Oh, just get in the queue and get yourself a ticket man.

Spain doesn't always work logically and for the best. Neither does the UK for that matter. Look at this for a ridiculous bureaucratic nightmare in the UK for a woman named Kim
Experience: my birth certificate says I'm a man | Life and style | The Guardian


> It emerged that in 1965, when my original birth certificate had been filled in, the registrar had written "female" on it, but marked me down as a boy in the book of registration – we'll never know why. I said, "Obviously I am a girl. I've had five natural births. Just change it for me."
> "I can't do that," she said. "We have a corrections procedure, but the book itself can't ever be changed." The correction would be a marginal entry next to the original one, dated on the day the correction was made. I'd need to provide medical records.

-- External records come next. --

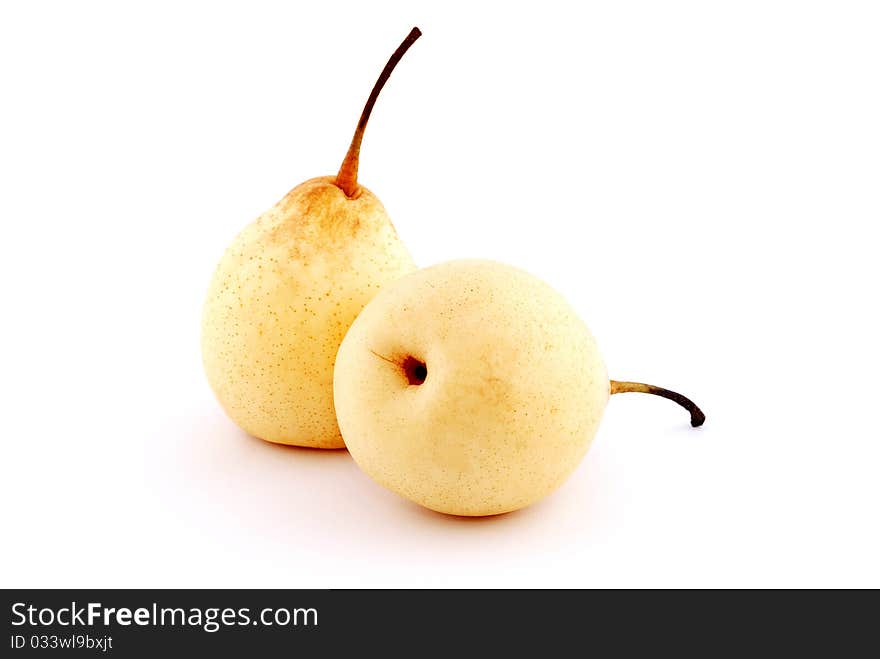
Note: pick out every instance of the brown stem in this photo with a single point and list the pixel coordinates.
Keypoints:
(697, 416)
(347, 176)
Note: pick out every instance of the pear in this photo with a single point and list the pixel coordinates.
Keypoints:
(473, 388)
(286, 291)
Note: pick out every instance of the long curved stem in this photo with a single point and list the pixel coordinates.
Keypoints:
(347, 176)
(697, 416)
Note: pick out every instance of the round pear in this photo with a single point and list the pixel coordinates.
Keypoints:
(287, 290)
(472, 388)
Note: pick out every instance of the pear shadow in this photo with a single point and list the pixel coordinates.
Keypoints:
(430, 515)
(291, 447)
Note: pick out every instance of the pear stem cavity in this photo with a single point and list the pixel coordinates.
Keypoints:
(697, 416)
(346, 179)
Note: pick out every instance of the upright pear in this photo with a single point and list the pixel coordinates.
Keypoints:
(287, 290)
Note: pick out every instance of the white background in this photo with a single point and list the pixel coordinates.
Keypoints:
(702, 180)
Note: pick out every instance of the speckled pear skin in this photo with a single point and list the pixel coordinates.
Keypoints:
(513, 388)
(280, 302)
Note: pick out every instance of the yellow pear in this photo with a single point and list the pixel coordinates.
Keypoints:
(285, 293)
(472, 388)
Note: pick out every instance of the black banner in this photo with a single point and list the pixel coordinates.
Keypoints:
(134, 623)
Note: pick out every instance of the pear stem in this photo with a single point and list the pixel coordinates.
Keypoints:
(697, 416)
(346, 179)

She wanted to emigrate but she can't leave the country because she can't be issued with a passport etc, etc

Nothing to with the Caminito, but all to do with people in power making poor decisions


----------



## banana plant (Mar 15, 2016)

Pesky Wesky said:


> Oh, just get in the queue and get yourself a ticket man.
> 
> Spain doesn't always work logically and for the best. Neither does the UK for that matter. Look at this for a ridiculous bureaucratic nightmare in the UK for a woman named Kim
> Experience: my birth certificate says I'm a man | Life and style | The Guardian
> ...


How in Gods name can you screw up a one way walk?,,,, you go on line, book your tickets, print them off, turn up at your allotted time and date, show the man/women in the box he/she checks the calendar and the clock, gives you the nod and off you pop on your walk from 'A' to 'B', God forbid that there should be a 'C' involved to put a 'stick in the spokes' big time. After your walk if you fancy some refreshments then by all means make use of the local bars etc, I always when on a day out throw a bit of money around ie food/drink and a small souvenir. Bahh rant over.


----------



## Lynn R (Feb 21, 2014)

Online bookings for the Caminito del Rey will be available from next Monday:-

La reserva y venta de entradas del Caminito del Rey se ponen en marcha el lunes . SUR.es


----------



## banana plant (Mar 15, 2016)

Lynn R said:


> Online bookings for the Caminito del Rey will be available from next Monday:-
> 
> La reserva y venta de entradas del Caminito del Rey se ponen en marcha el lunes . SUR.es


yea for only 10% of the tickets available  ,,, 37% for tour operators (so forget about walking it for 10 euros), 37% to be sold through local businesses in the area (so forget about walking it for 10 euros), and finally 16% for educational/scientific purposes etc, personally I don't mind paying a bit more if the school kiddies get the walk for free, not sure if I would want to be one of the teachers in charge of a coach load of kids on that walkway


----------



## Lynn R (Feb 21, 2014)

banana plant said:


> not sure if I would want to be one of the teachers in charge of a coach load of kids on that walkway


I get a lot of parties of school children of all ages, from nursery to teenagers, coming past my house en route to a museum further up the street, and an artist's studio/gallery a bit further down. They can be a bit noisy but are generally very well behaved indeed and there are always plenty of teachers/monitors accompanying them.


----------



## Costachick (Apr 22, 2016)

Tickets are now a available at 10 euros a person. I did the walk in September with my two children.
I was happy to pay to do it again as my Dad is over for a week in May and wanted to take him.
I had been checking the website morning and evening since the 15th of April (just in case they came out early) the day they came out I was so excited, clicked the day I wanted (a Sunday) and nothing was available, checked all weekends just out of curiosity and no weekends are available !!


----------



## banana plant (Mar 15, 2016)

Costachick said:


> Tickets are now a available at 10 euros a person. I did the walk in September with my two children.
> I was happy to pay to do it again as my Dad is over for a week in May and wanted to take him.
> I had been checking the website morning and evening since the 15th of April (just in case they came out early) the day they came out I was so excited, clicked the day I wanted (a Sunday) and nothing was available, checked all weekends just out of curiosity and no weekends are available !!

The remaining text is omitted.